Finalmente, cuando ya todo parecía augurar que el ahorcamiento de George era inapelable, por el comentario de un barman se podrá esclarecer la culpabilidad de los asesinatos. Una vez más, Siegel logrará otro momento de tensión cuando el asesino se encuentre con este camarero, aunque la habilidad del mismo le libre pronto de él.
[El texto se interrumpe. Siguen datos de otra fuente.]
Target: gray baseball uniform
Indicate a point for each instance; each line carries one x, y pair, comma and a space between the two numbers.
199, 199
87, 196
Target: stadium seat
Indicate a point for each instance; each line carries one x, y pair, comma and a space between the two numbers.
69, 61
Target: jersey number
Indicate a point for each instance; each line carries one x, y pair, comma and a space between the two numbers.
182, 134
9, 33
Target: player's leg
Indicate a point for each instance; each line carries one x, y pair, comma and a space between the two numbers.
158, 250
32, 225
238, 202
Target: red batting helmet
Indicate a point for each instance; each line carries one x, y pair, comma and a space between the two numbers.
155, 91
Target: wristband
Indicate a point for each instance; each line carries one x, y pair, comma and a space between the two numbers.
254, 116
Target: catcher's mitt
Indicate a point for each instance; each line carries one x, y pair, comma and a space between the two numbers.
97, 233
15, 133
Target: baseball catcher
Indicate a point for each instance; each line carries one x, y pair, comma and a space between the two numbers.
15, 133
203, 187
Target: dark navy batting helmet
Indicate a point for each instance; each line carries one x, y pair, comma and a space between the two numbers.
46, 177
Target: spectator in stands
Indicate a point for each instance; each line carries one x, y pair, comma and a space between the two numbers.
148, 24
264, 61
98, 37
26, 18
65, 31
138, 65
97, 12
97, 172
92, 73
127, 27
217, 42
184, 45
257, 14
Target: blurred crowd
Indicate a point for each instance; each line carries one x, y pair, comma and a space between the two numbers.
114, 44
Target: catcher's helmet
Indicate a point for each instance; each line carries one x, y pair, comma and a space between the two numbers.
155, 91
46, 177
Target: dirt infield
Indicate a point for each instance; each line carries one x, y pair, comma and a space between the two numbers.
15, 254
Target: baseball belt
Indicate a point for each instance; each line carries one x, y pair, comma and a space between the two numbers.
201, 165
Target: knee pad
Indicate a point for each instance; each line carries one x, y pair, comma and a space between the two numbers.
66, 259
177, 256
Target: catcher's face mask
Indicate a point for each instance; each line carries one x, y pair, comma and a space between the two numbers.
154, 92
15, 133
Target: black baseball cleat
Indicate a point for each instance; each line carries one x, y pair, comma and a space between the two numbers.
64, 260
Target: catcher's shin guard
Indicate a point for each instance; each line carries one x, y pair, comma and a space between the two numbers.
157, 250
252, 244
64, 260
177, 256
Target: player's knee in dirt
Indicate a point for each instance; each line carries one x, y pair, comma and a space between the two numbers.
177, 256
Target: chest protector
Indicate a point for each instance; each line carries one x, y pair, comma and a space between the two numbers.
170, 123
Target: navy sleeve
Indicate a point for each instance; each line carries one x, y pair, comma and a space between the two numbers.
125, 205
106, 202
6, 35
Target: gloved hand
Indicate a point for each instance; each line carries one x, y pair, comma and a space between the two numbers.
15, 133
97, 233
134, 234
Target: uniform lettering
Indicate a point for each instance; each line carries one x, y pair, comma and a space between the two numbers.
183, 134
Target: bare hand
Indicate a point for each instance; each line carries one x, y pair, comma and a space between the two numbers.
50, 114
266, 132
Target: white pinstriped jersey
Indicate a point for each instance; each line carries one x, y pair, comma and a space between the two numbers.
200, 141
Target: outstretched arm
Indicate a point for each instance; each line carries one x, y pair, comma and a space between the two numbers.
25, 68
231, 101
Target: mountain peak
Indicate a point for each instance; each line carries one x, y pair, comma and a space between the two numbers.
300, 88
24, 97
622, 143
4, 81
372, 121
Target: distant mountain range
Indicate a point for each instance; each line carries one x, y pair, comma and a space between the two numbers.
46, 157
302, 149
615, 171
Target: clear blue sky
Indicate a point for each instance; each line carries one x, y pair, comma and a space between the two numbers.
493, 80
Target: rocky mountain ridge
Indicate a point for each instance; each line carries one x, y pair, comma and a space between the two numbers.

Es evidente que buena parte de la eficacia de COUNT THE HOURS recae en la espléndida, nocturna, claustrofóbica y contrastada iluminación de John Alton, que sabe potenciar la vertiente sórdida, sombría e incluso bizarra del relato. Es algo que igualmente recoge Don Siegel en el que es uno de sus títulos iniciales más atractivos y caracterizados por su atmósfera, que por momentos nos evoca la etapa americana de Joseph Losey, mientras que de forma paralela está unido a esa producción de policíacos de serie B, en la que tantos buenos realizadores afinaron y dieron sus primeros pasos en la dirección cinematográfica.
Calificación: 3
28/08/2006
STREET SCENE (1931, King Vidor) La calle
Es muy curioso a la hora de consultar diversos estudios sobre la obra de King Vidor, resaltar como STREET SCENE (La calle, 1931) es citada muy de pasada por el mero hecho de no haber tenido oportunidad de verla los firmantes de dichos acercamientos. Se la suele mencionar citando generalmente referencias de veteranos comentaristas, haciendo especial hincapié en el reto técnico que para Vidor supuso la adaptación de un material de base teatral, que no procuró disimular en ningún momento. Lo cierto es que la obra de Elmer Rice permite al realizador norteamericano reencontrarse con tipo de cine social ya practicado en su obra cumbre; THE CROWD (...Y el mundo marcha, 1928), aunque en esta ocasión se implicara en una adaptación de las reglas de base escénica que planteaba la misma: unidad de decorado, acción en un mismo día, etc. Todo ello se plantea en esta producción de Samuel Goldwin por medio de esa fachada de un edificio dentro del cual conviven una serie de personajes de variada índole, caracterizados por su desarraigo social y, en líneas generales, sobrellevar unas condiciones de vida no todo los deseables que ellos quisieran.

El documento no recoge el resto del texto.